We split the suggested projects in two categories:

  • Research suggestion: multi-year research ideas to be explored by a PhD student paid by the partner or by a grant.
  • Research application: published research which needs further use-cases from industry to verify its usability. Either paid by the partner or by a grant.

LLM and ML

  • Research suggestion: Trust in Large Language Models – Addressing alignment, copyright verification of training data, and mitigation of toxic outputs – Prof. Martin Jaggi
    • Where it is used: Large Language Models (LLMs) are increasingly deployed in customer service, content creation, code development, and decision support systems.

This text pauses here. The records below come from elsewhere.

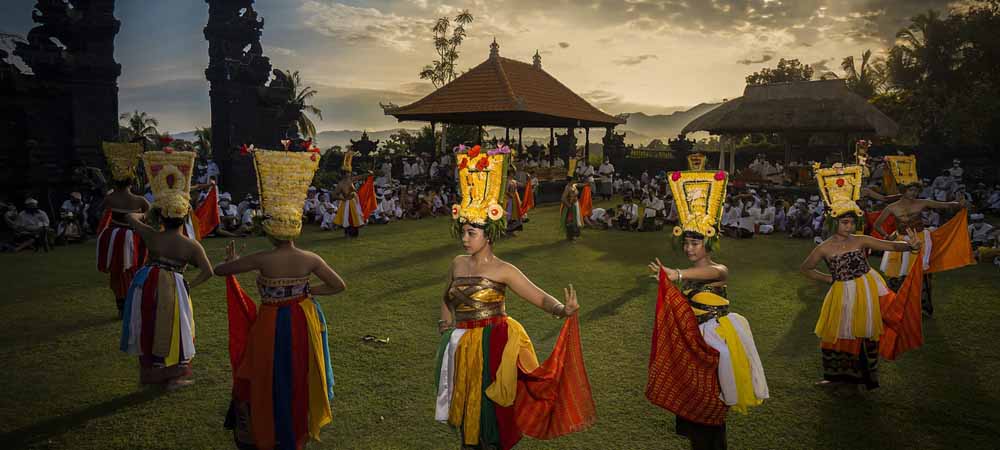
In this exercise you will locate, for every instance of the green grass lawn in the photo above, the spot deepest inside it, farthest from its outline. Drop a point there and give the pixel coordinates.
(66, 384)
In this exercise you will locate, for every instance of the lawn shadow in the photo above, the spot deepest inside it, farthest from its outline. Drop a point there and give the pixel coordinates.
(43, 431)
(803, 324)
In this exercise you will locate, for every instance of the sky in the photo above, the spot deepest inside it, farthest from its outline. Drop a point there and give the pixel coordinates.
(652, 56)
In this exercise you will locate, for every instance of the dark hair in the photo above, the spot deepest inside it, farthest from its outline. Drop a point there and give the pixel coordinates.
(172, 223)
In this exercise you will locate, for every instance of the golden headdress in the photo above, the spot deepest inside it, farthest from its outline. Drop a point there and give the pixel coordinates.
(169, 175)
(482, 177)
(840, 187)
(699, 196)
(903, 169)
(283, 179)
(696, 161)
(123, 157)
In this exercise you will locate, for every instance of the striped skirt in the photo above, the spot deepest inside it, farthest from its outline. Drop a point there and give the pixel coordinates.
(120, 253)
(158, 324)
(349, 214)
(284, 384)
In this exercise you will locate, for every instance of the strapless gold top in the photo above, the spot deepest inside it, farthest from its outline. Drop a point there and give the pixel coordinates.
(476, 298)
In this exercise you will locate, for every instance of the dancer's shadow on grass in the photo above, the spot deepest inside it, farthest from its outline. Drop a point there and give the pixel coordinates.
(43, 431)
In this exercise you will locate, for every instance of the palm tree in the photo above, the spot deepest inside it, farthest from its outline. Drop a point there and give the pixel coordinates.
(140, 125)
(204, 142)
(298, 96)
(868, 79)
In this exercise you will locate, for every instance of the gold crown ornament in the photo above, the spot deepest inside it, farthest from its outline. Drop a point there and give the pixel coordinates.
(482, 179)
(903, 169)
(840, 187)
(696, 161)
(169, 175)
(122, 157)
(699, 195)
(283, 179)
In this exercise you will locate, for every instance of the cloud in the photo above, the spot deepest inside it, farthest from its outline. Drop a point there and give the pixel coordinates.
(280, 51)
(634, 60)
(364, 25)
(763, 59)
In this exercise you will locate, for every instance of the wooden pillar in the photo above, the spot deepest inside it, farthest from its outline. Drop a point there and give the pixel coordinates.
(552, 144)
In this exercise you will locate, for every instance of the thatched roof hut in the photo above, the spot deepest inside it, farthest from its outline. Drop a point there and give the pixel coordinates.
(804, 106)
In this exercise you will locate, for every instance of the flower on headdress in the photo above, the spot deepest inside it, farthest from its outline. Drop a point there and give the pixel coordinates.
(494, 211)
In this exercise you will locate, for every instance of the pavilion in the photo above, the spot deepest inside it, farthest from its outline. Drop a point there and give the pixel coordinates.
(508, 93)
(796, 111)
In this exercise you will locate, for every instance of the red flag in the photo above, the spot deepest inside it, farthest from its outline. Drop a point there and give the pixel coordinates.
(902, 316)
(683, 369)
(366, 195)
(586, 203)
(242, 313)
(105, 221)
(528, 201)
(555, 398)
(206, 216)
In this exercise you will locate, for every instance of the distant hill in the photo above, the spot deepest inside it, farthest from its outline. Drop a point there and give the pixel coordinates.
(639, 130)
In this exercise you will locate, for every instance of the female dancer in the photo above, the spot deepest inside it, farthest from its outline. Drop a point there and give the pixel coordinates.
(850, 322)
(283, 380)
(158, 322)
(734, 368)
(484, 355)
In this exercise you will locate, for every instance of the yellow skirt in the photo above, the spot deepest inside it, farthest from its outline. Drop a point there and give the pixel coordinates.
(851, 309)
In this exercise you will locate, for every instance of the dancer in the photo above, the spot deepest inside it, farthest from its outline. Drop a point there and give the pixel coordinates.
(703, 359)
(120, 250)
(158, 324)
(282, 377)
(490, 383)
(850, 325)
(906, 212)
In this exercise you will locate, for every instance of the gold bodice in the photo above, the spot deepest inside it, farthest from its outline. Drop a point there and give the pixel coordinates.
(476, 298)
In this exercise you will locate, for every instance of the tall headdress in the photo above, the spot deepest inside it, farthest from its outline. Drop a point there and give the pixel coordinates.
(122, 157)
(169, 175)
(903, 169)
(482, 179)
(840, 187)
(696, 161)
(699, 196)
(283, 179)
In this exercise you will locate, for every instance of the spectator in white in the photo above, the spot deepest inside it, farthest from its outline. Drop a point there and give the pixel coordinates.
(31, 227)
(956, 171)
(600, 218)
(606, 175)
(979, 231)
(310, 210)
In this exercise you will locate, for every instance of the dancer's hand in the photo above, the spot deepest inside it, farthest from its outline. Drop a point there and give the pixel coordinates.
(571, 305)
(655, 267)
(913, 239)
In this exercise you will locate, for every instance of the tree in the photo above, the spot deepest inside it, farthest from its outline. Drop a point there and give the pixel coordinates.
(787, 70)
(442, 70)
(296, 104)
(867, 80)
(139, 125)
(203, 142)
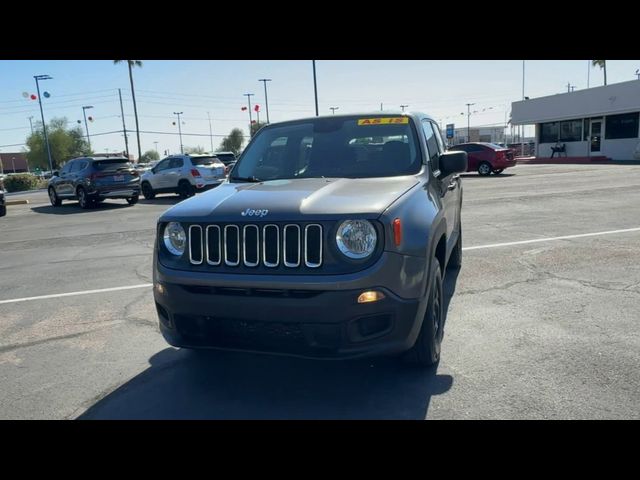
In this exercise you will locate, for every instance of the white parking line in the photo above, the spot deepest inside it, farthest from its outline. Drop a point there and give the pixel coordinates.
(477, 247)
(550, 239)
(71, 294)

Each application raises specific trust concerns including legal compliance, ethical output generation, and alignment with human values.
    • Collaboration: Support a PhD student in their research on trustworthy LLM models. This can be done through funding, and providing use-cases and data from real-world applications where trust is critical.

  • Research application: Training models from scratch which can be certified to be robust against adversarial perturbations. – Prof. Volkan Cevher
    • Where it is used: Critical security applications where models must withstand malicious inputs designed to fool AI systems, such as autonomous vehicles, facial recognition for authentication, medical diagnosis, and financial fraud detection.
    • Collaboration: Partners can work with Prof. Cevher’s lab to develop customized training pipelines with mathematically provable robustness guarantees for their specific data and threat models. This includes access to cutting-edge optimization techniques that ensure both model performance and security against adversarial attacks.

Privacy and Security with Cryptography

  • Research suggestion: Privacy-Preserving Ranking Algorithms via Homomorphic Encryption – Prof. Matthias Grossglauser
    When researching ranking algorithms, specifically comparing ranking with comparison, researchers face challenges accessing proprietary datasets without signing NDAs. This project explores using homomorphic encryption to work with sensitive datasets while preserving privacy, enabling publication of research results without exposing the original data.
    • Where it is used: This approach could transform recommendation systems by moving beyond traditional 5-star ratings toward comparative rankings. Users would rank products against similar alternatives, potentially yielding more nuanced preference data. Real-world applications include e-commerce platforms, content streaming services, and software marketplaces where preference data is valuable but sensitive.
    • Collaboration: Partners can support a PhD student investigating the feasibility of homomorphic encryption for privacy-preserving ranking research. The project would determine whether this approach enables reproducible research while maintaining data confidentiality. Alternatively, this could be structured as a Master Thesis Project. Prof. Matthias Grossglauser would provide academic supervision.